Mass. AG seeks ban on liens by casinos

Actions targeted gamblers’ homes

For many, a home “is the one place they have any equity or any assets,” said Mass. Attorney General Martha Coakley.
For many, a home “is the one place they have any equity or any assets,” said Mass. Attorney General Martha Coakley.Steven Senne/Associated Press

State Attorney General Martha Coakley urged Massachusetts regulators on Monday to prohibit casinos from placing liens on the homes of patrons with unpaid gambling debts, calling the practice “deeply concerning” in a letter to the state gambling commission.

“Protecting against predatory lending and overly aggressive debt collection in the gaming industry is critical, because the odds are stacked against the patron being able to earn back the value of the loan,” wrote Coakley, who is also a candidate for governor. “This practice by the gaming industry in which customers’ homes are put at risk should not be allowed.”

Coakley cited an article in Sunday’s Globe that detailed the longstanding practice by the two large Connecticut tribal casinos, Mohegan Sun and Foxwoods, of placing liens on homes of residents who owe the casinos money advanced for gambling.


Casino industry specialists have said it is unusual for a gambling business to employ property liens as a collection tactic.

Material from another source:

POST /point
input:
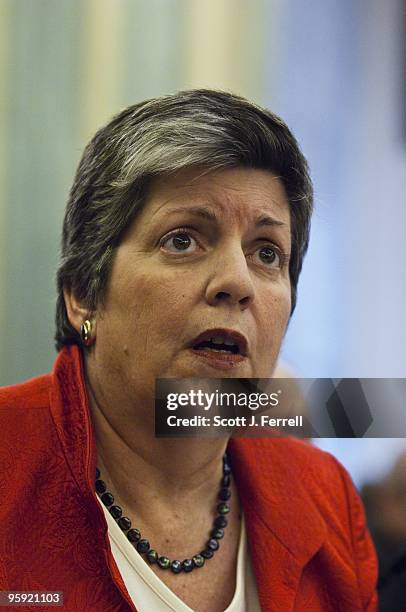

“This story highlights the need for a robust set of consumer protection regulations before these establishments begin operations,” Coakley wrote.

Both of the Connecticut casino companies are applicants for gambling licenses in Massachusetts. Foxwoods is pursuing a casino in Fall River, seeking the sole resort casino license for Southeastern Massachusetts.

Mohegan Sun is competing for a license to build a gambling resort in Revere, on about 42 acres belonging to the Suffolk Downs racetrack. The other applicant is a Wynn Resorts proposal in Everett.

Many casinos offer credit to gamblers, as a convenience for big players who would be uncomfortable traveling with huge wads of cash.

Gambling companies have access to credit bureaus to determine if the player has the financial resources to cover the advance.

When a casino approves a credit line, a player signs what is essentially a check for the amount loaned.


If the loan is not repaid before the customer leaves, the casino will cash the check and the money will be drawn from the player’s bank account. If the account is short, however, the check will bounce.

Since the early 2000s, Foxwoods and Mohegan Sun have placed dozens of liens on Massachusetts properties, seeking payment, interest, and fees.

State law will allow the state’s casinos to extend gambling credit to customers, under rules established by the Massachusestts Gaming Commission. The rules must include “procedures for confirming that a patron has an established credit history and is in good standing,” according to the state’s gambling law.

The commission has not yet written those rules and procedures, but that task is coming up: The panel intends to place the issue on the agenda of an upcoming meeting, the commission’s spokeswoman, Elaine Driscoll, said Monday evening.

In Coakley’s letter, she offered the commission her office’s expertise to help “in crafting regulations that effectively protect consumers, while allowing businesses to operate fairly in the marketplace.”

Mohegan Sun, which last week vigorously defended its credit and collection policies in a letter to the Globe, addressed Coakley remarks in a statement last night: “We have always indicated our willingness to work with the Gaming Commission within whatever regulatory framework they establish.”

Coakley said in an interview Monday that for many people a home “is the one place they have any equity or any assets.”

Liens, which accrue 12 percent interest a year, cloud the title to properties, affecting a homeowner’s ability to sell or refinance.


“We are concerned it would have a very negative impact here if people incur debt and this practice is permitted,” Coakley said.

She believes that if casinos cannot chase debtors with property liens, they may be more conservative in lending.

Leaders of an effort to repeal the state’s 2011 casino law called Monday for the commission and lawmakers to hold hearings on the credit and collection policies of the casinos.

“This is a shining example of the many facets the Legislature overlooked [in legalizing casino gambling], but which can’t be ignored or swept under the rug, even at this late date in the process,” wrote representatives of the Repeal the Casino Deal campaign, including former Massachusetts attorney general Scott Harshbarger.